You moved to Chicago after your masters degree. How did you get from being new in a new city to doing gigs most nights of the week?
I started working side jobs. At one point I had side jobs between demos, singing, teaching, and I worked at Victoria secret. I was going crazy for a while. December of 2009 this teacher was fired at the high school I was teaching at, and I was handed the studio. I quit all my jobs and I started leading my own group in July 2009. I just kind of built it from there. First gig I had, I had responded to an ad and I gave them my website and they hired me on. Other places I would sit in with other bands. Venues liked me and they wanted to hire me with my own group. Full time performing started in January of 2010, with about two to five gigs a week.

"Venues liked me and they wanted to hire me"

Do you feel that the education you received helped you in the real world?
It didn't help me with dealing with the business end of it, but it helped just learning songs and working with people. I started my own company for weddings and restaurants, and places wanted to write one check only, so I had to open up my own business (LLC Yazz Jazz). For tax purposes I pay musicians through the business versus myself. I learned that from other musicians, not in school. I didn't learn how to schmooze with people, constantly emailing and calling and showing up, following up. It's annoying.

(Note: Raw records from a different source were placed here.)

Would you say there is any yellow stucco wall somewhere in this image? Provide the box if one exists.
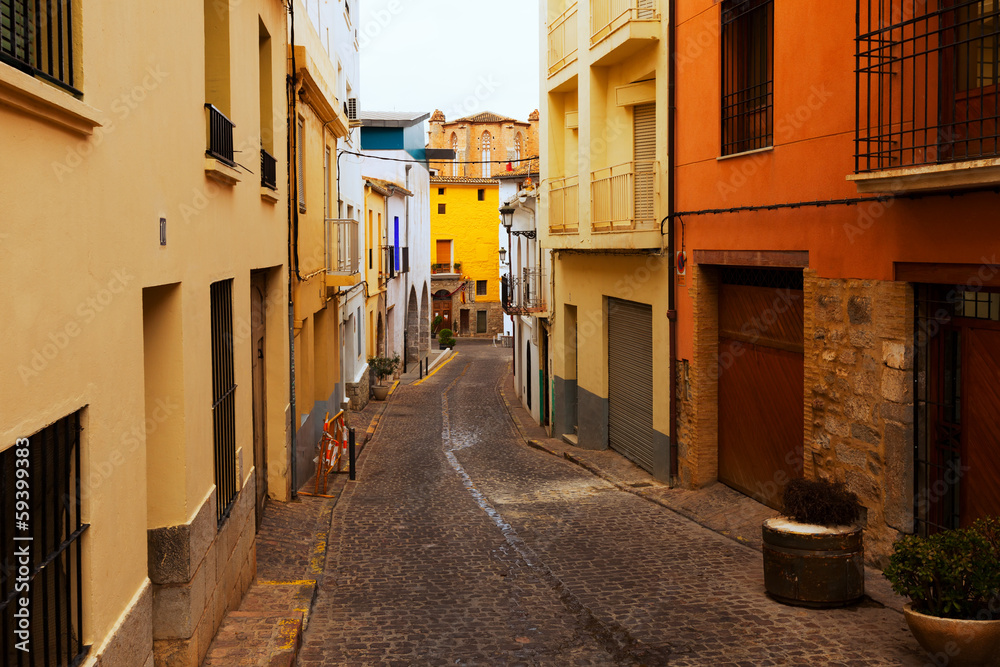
[0,0,290,659]
[430,181,501,301]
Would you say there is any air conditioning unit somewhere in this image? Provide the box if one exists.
[347,98,361,127]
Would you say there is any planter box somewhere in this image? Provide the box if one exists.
[372,384,390,401]
[762,517,864,608]
[903,604,1000,666]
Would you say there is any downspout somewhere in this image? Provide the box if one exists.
[666,0,678,486]
[286,0,298,498]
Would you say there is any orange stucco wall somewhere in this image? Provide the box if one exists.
[673,0,1000,361]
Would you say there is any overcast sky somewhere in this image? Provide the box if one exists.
[359,0,540,123]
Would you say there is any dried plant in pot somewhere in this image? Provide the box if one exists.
[762,478,866,608]
[883,517,1000,666]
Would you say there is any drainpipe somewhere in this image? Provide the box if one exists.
[286,0,298,498]
[666,0,678,486]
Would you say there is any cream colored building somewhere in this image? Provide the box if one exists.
[540,0,673,480]
[0,1,299,665]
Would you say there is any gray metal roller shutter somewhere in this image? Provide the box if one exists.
[608,298,654,471]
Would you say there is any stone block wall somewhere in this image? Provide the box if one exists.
[149,479,257,666]
[804,270,914,565]
[347,369,370,411]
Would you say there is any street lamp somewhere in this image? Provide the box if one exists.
[499,204,515,353]
[499,205,515,230]
[498,247,506,264]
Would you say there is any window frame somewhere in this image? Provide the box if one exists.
[720,0,774,156]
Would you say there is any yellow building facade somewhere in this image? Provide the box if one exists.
[0,1,292,665]
[541,0,673,480]
[428,178,504,337]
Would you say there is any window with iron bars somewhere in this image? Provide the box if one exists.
[0,0,79,96]
[211,280,239,525]
[721,0,774,156]
[856,0,1000,171]
[0,410,89,666]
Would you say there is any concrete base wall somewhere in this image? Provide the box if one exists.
[148,479,256,667]
[84,580,154,667]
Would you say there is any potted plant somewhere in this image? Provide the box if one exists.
[883,518,1000,666]
[367,354,399,401]
[437,328,455,350]
[432,314,443,335]
[762,478,865,608]
[453,262,462,273]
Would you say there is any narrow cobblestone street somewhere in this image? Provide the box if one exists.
[296,342,926,666]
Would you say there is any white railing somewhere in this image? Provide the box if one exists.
[591,0,658,45]
[326,218,360,274]
[548,3,579,76]
[590,160,657,231]
[548,175,579,233]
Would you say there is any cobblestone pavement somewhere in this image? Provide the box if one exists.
[297,342,927,666]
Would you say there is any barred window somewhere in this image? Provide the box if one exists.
[476,280,487,296]
[721,0,774,156]
[0,0,79,95]
[1,410,89,665]
[211,280,238,525]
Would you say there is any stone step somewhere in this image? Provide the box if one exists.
[562,433,578,446]
[201,610,303,667]
[201,580,316,666]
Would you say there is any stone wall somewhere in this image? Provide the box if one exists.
[347,369,371,411]
[149,479,256,666]
[804,270,914,565]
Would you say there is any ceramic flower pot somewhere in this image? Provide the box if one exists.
[903,604,1000,666]
[372,384,391,401]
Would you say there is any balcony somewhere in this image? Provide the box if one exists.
[0,0,80,96]
[590,160,657,232]
[590,0,660,66]
[548,3,579,77]
[204,104,240,185]
[325,218,361,290]
[502,268,548,315]
[851,0,1000,193]
[432,263,461,276]
[261,148,277,190]
[547,175,579,234]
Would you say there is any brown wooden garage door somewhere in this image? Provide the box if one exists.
[718,268,804,510]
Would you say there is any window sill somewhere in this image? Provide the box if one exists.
[847,158,1000,194]
[0,66,101,135]
[205,158,241,186]
[717,145,774,162]
[261,187,279,204]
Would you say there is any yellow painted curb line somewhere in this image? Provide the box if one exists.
[386,380,400,397]
[413,352,458,386]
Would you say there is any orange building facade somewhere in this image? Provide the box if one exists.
[673,0,1000,561]
[428,110,540,179]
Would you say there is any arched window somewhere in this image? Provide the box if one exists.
[481,131,492,178]
[451,133,459,176]
[514,133,522,162]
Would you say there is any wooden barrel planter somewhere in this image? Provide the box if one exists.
[762,517,865,608]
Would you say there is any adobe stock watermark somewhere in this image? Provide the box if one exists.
[18,269,136,385]
[717,287,802,379]
[358,0,403,50]
[51,65,170,182]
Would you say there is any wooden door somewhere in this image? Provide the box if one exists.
[718,280,804,509]
[459,309,470,335]
[434,296,452,332]
[251,272,268,530]
[962,325,1000,523]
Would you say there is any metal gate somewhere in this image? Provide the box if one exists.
[608,298,654,471]
[717,267,804,510]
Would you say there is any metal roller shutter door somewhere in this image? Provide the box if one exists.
[608,298,654,471]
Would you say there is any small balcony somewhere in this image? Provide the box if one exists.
[261,148,277,190]
[851,0,1000,193]
[325,218,361,289]
[0,0,80,95]
[502,268,548,315]
[548,3,579,77]
[590,160,657,232]
[547,175,579,234]
[204,104,239,185]
[432,263,461,276]
[590,0,660,65]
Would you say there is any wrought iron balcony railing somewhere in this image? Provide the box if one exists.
[856,0,1000,172]
[502,268,547,315]
[547,175,580,234]
[0,0,79,95]
[326,218,360,275]
[261,148,277,190]
[548,3,579,76]
[205,103,235,166]
[590,160,657,231]
[591,0,657,45]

"You have to convince people that 
musicians are people too"

What do you know now that you wished you knew while in school?
That I should have had a job at the school and pay towards my education while in school, because student loan debt is pretty obscene. I feel like I got a diverse experience musically between University of Miami and Western Michigan University. I was in big band and rock band in Miami, and Western was more rigid and strict with Gold Company and more complex jazz songs. Miami gave me the real world experience, because I had a teacher who would send me on her gigs to sub.

"There's always someone 
willing to do the gig for free"

What aspects of your job surprised you?
How often you have to convince people who are hiring you that musicians are people too. For example they don't realize they need to feed musicians and pay them a decent wage so that they can live. I just flat out tell them: "listen it's typical to feed and pay the musicians at least this amount. If that's not gonna work out in your budget let me know what will and we will figure something out." You don't want to anger them because you want them to hire you, and there's always someone out there who is willing to do it for free or cheaper. You have to convince the musicians that they should be happy that they're working at all. It's better to work and make $80 than not work at all. 9 times out of 10, that $80 gig will lead to a private party that will pay $150.

"You can't be complacent"

What do you think is the main challenge of people of your generation who want to be or are performers?
Getting a chance, getting an opportunity. I think a lot of people want other people to do the work for them. A lot of it is being at the right place at the right time, knowing the right people, Ultimately being flexible, being willing to sing or play songs that they don't like or that they deem stupid. Great example, we had a woman on Friday night screaming at us to play dance music, and we're playing jazz standards and love songs that couples were dancing too, and she wanted rowdy music. We ended up playing Chain of Fools, because you have to please every one you can.

Any other thought?
You can't sleep. You have to constantly email people and make phone calls. You can't be complacent.